About his campaign promise to jail Hillary Clinton, Trump said he doesn’t want to “hurt the Clintons” and that doing so would be “very, very divisive for the country.”

He heaped praise on President Barack Obama, saying he appreciated Obama’s handling of the transition of power and liked him personally. “I didn’t know if I’d like him. I probably thought that maybe I wouldn’t, but I did. I really enjoyed him a lot,” Trump said.

And of New York’s Chuck Schumer, the new Senate Democratic leader: “I’ve liked Chuck Schumer for a long time.”

It’s his fellow Republicans — particularly those who ran away from him in the general election.

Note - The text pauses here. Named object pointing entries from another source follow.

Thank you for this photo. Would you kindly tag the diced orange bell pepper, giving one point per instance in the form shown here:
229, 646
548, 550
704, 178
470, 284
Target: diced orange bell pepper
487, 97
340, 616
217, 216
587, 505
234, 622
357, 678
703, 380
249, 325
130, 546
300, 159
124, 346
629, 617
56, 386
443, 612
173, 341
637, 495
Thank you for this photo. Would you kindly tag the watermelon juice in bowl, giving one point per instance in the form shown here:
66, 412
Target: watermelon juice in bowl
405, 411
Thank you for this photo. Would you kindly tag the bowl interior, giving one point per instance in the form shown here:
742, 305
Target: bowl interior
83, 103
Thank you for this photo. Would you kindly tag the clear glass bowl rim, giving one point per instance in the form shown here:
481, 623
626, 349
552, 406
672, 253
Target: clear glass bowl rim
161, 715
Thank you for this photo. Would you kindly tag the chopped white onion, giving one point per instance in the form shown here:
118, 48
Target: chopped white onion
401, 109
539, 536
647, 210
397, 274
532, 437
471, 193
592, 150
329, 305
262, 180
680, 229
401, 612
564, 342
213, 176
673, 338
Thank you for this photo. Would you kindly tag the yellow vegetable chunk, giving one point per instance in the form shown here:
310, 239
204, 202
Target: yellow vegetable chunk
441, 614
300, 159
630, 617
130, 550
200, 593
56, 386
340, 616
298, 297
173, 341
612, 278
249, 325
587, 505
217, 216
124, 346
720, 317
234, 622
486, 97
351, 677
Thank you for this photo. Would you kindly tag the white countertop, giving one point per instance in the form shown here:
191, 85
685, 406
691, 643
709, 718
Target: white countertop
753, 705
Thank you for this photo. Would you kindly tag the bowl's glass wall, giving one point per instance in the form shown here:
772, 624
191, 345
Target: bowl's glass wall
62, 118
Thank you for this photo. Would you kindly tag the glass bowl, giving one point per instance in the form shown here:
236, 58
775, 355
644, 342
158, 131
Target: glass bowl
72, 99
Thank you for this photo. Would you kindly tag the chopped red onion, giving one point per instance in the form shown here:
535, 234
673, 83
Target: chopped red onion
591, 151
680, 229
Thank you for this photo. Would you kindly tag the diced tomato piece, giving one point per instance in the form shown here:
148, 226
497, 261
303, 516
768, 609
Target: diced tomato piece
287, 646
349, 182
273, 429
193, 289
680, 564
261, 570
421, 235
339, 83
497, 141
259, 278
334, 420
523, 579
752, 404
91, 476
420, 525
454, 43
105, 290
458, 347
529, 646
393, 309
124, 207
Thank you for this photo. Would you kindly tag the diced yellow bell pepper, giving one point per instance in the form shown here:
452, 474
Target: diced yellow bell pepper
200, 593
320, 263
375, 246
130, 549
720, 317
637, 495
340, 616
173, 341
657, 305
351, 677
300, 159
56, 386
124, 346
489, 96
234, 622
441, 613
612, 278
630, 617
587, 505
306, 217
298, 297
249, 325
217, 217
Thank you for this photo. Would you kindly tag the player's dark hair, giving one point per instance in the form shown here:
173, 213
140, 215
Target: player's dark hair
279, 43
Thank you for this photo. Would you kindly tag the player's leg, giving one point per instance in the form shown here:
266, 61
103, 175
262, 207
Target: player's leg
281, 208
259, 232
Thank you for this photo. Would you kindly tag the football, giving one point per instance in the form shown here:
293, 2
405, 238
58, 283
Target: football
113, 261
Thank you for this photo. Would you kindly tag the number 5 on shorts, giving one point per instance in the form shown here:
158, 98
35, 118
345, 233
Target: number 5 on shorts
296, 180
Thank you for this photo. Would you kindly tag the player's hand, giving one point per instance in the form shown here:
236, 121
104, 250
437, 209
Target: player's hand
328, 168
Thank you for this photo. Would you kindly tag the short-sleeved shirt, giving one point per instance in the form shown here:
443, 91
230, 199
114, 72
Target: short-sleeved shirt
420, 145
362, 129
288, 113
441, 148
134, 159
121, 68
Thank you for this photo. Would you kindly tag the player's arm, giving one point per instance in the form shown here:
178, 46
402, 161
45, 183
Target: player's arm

Trump bragged that he “helped numerous senators” win, and took a shot New Hampshire Sen. Kelly Ayotte, a Republican who narrowly lost after distancing herself from Trump. “No, thank you,” he said he told Ayotte about a post in Trump’s Cabinet.

He also mocked Nevada Rep. Joe Heck, a Republican who lost his Senate race after similarly staying far away from Trump. Heck, he said, fell “like a lead ballon.”

Trump was also cautious about the Republican congressional leaders — House Speaker Paul Ryan and Senate Majority Leader Mitch McConnell.

“Right now they’re in love with me,” Trump said. “Four weeks ago, they weren’t in love with me.”

Trump brushed aside questions about how his actions in the White House could benefit his businesses with a startling declaration.

“The law’s totally on my side. The president can’t have a conflict of interest,” Trump said.

It was reminiscent of Richard Nixon’s comment to journalist David Frost that by definition, a president’s actions don’t violate the law. “Well, when the president does it, that means it is not illegal,” Nixon said.

Trump acknowledged his businesses will benefit from his victory, saying his new hotel in Washington is “probably a more valuable asset than it was before” and that its brand is “hotter.”